Tainted food is responsible for about 48 million illnesses, 128,000 hospitalizations and 3,000 deaths in the United States each year.

PulseNet’s purpose is to use DNA fingerprinting techniques to link illnesses that are likely to have a shared cause, even if the cases are widely dispersed. Food moves far and wide in the modern world and the first clues of an outbreak aren’t always clustered geographically.

Until now, health officials have not been able to assign a value to the service.

“PulseNet has been very impactful. We’ve known this for many years, but it’s been anecdotal. This gives us some hard figures,” said John Besser, deputy chief of the CDC’s enteric diseases laboratory branch.

PulseNet identifies about 1,750 clusters of disease a year, including nearly 250 that span multiple states.

“PulseNet is an integral part of our food-safety system and it helps improve the quality and safety of all the food that we eat,” said Besser, who formerly worked with PulseNet in Minnesota, one of the first states to embrace the program.

“Part of that effect is containing outbreaks, but a really significant portion of the benefit is giving feedback to the food industry and the regulatory agencies so they can make food safer,” he said.

Besser said he’s hopeful the federal government will be able to sustain PulseNet as changes in laboratory testing methods evolve. Placing a value on the service should help, he said.

To participate in PulseNet, state, county and city labs evaluate samples from people sickened by food and look for the DNA fingerprint of the bacteria, molecular subtyping that goes deeper than simply naming the responsible pathogen.

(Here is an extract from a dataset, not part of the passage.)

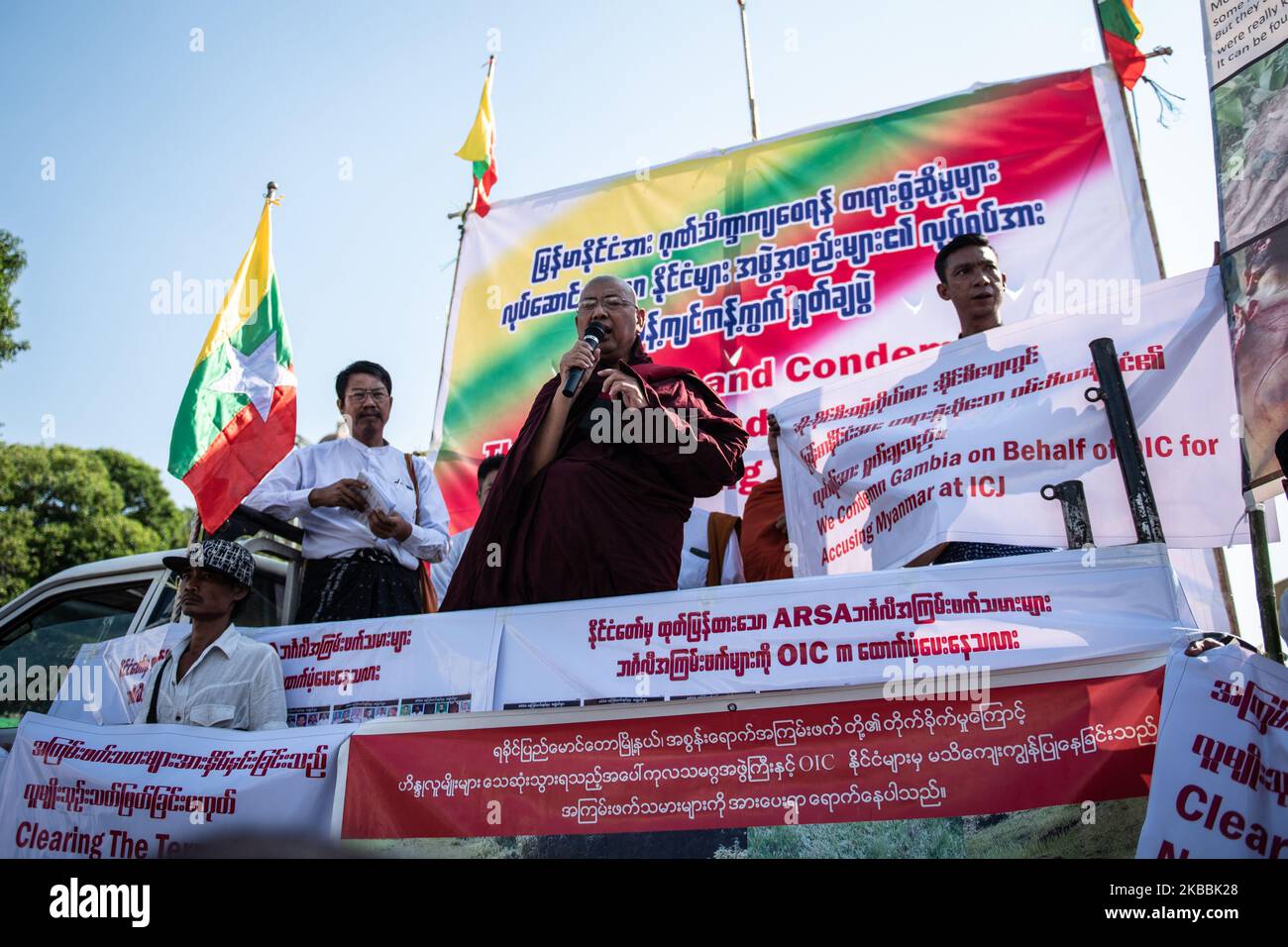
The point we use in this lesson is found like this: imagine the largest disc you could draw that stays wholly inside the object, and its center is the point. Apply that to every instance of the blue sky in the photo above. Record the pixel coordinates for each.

genetic-pfge-329pxSalmonella cases, for example, arise all the time. And most are sporadic, meaning the strain of bacteria in one person’s stool sample isn’t likely to match the strain in the sample across town, or across the country. When they do match, there could be big trouble.

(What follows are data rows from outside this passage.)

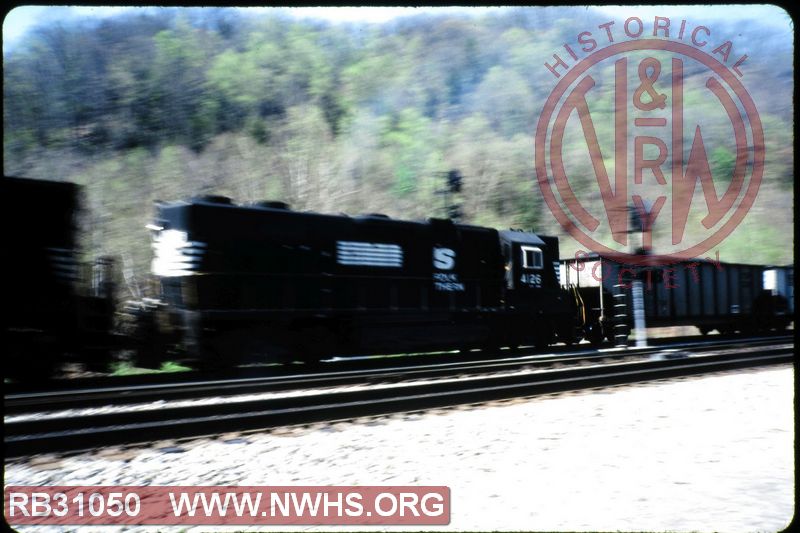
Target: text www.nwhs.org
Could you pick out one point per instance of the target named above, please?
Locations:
(228, 505)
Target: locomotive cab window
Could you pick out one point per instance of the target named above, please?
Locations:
(532, 258)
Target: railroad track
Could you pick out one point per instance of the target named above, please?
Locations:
(28, 402)
(71, 433)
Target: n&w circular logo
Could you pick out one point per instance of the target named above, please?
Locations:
(649, 139)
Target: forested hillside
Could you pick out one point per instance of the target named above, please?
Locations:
(337, 118)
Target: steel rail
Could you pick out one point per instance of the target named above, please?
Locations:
(86, 432)
(81, 398)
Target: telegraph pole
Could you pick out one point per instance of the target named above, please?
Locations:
(640, 222)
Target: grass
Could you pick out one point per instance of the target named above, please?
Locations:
(125, 368)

Scharff and his colleagues found that in states that put more DNA data into the system, the chance of future illnesses declined significantly.

Their work focused on E. coli, Listeria and Salmonella – the bacteria that have been analyzed by the network the longest. The team used two models. One was designed to capture indirect effects of PulseNet – the food contamination that never happened because the network exists.

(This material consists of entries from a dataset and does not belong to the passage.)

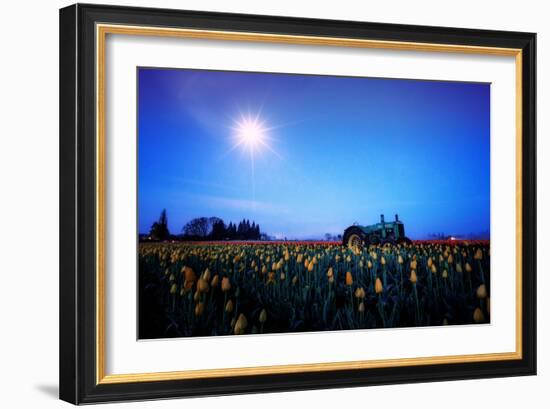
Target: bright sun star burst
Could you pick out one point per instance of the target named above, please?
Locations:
(250, 133)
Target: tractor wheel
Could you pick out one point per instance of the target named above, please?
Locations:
(354, 238)
(374, 239)
(404, 240)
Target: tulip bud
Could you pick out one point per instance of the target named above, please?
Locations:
(199, 309)
(349, 279)
(202, 285)
(226, 284)
(378, 288)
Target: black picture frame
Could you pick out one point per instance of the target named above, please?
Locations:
(78, 258)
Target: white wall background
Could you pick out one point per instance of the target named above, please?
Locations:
(29, 201)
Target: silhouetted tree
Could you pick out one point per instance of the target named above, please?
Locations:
(159, 229)
(218, 230)
(197, 228)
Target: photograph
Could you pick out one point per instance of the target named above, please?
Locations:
(287, 203)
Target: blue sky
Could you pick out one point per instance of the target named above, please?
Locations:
(341, 150)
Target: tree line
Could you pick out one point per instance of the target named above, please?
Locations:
(206, 228)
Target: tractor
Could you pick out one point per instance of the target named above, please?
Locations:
(357, 236)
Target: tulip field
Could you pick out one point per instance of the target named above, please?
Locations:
(234, 288)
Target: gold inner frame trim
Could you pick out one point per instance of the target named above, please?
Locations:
(101, 33)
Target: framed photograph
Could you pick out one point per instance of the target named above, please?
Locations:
(257, 203)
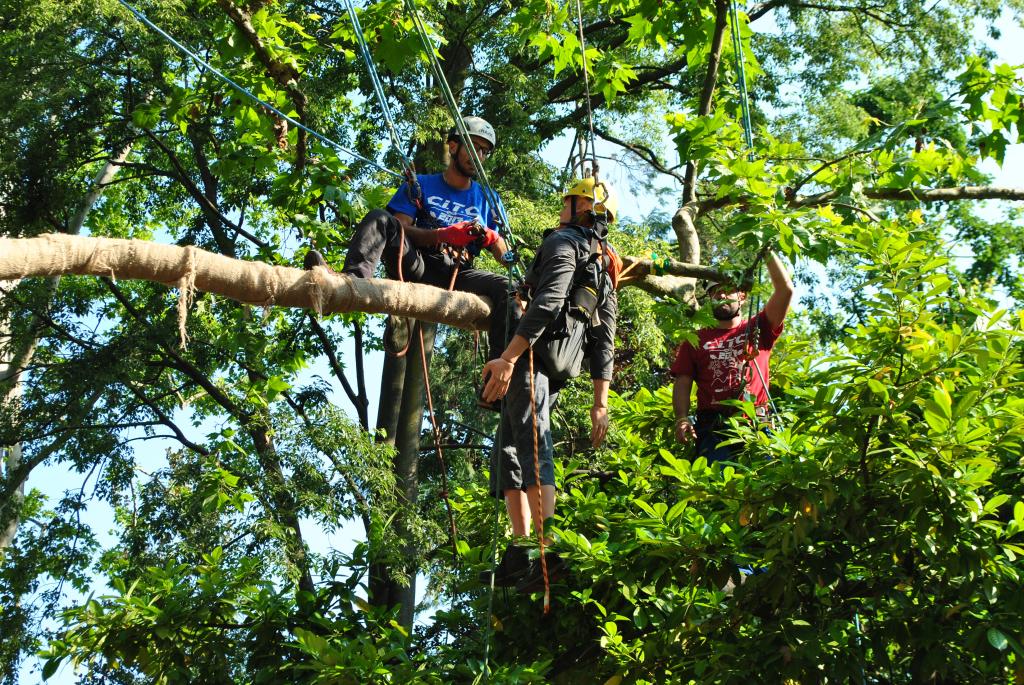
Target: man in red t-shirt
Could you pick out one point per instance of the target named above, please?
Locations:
(717, 362)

This was possible because states have adopted PulseNet to differing degrees and at different times, opening the door for a calculation based on how rates of illness differ by PulseNet participation level.

“The more that a state uploads into the system, the lower reported illnesses will be,” Scharff said.

The second model estimated the direct effects of product recalls when outbreaks arise and are linked to a specific food. Faster identification of outbreaks, resulting in more timely recalls, led to 16,994 fewer Salmonella cases and 2,819 fewer E. coli cases a year at a savings of $37 million, the study found.

Though the study provides estimates of illness reduction, it’s unclear how many illnesses are being prevented because of improvements in fields, factories and slaughterhouses or how many are avoided due to better-informed government and consumer actions.

It is also impossible to know about spillover effects – reductions in foodborne illnesses from pathogens not included in this analysis.

“The calculations probably underestimate the impact of PulseNet,” Scharff said. “We did not examine whether illnesses from pathogens outside of the three in question were reduced as a result of industry efforts, though they likely were.”

The economic model also may not fully include all of the costs.

“We used a very conservative economic method of measuring health costs,” he said. The study did not assign a dollar value to losses from premature death and reduced quality of life, a number that could be quite large, the researchers wrote.

On the other side, “we aren’t able to estimate the cost to industry from remedial actions,” he said. “These could be significant for affected companies, but are lower than the costs of having foodborne illnesses associated with their products.”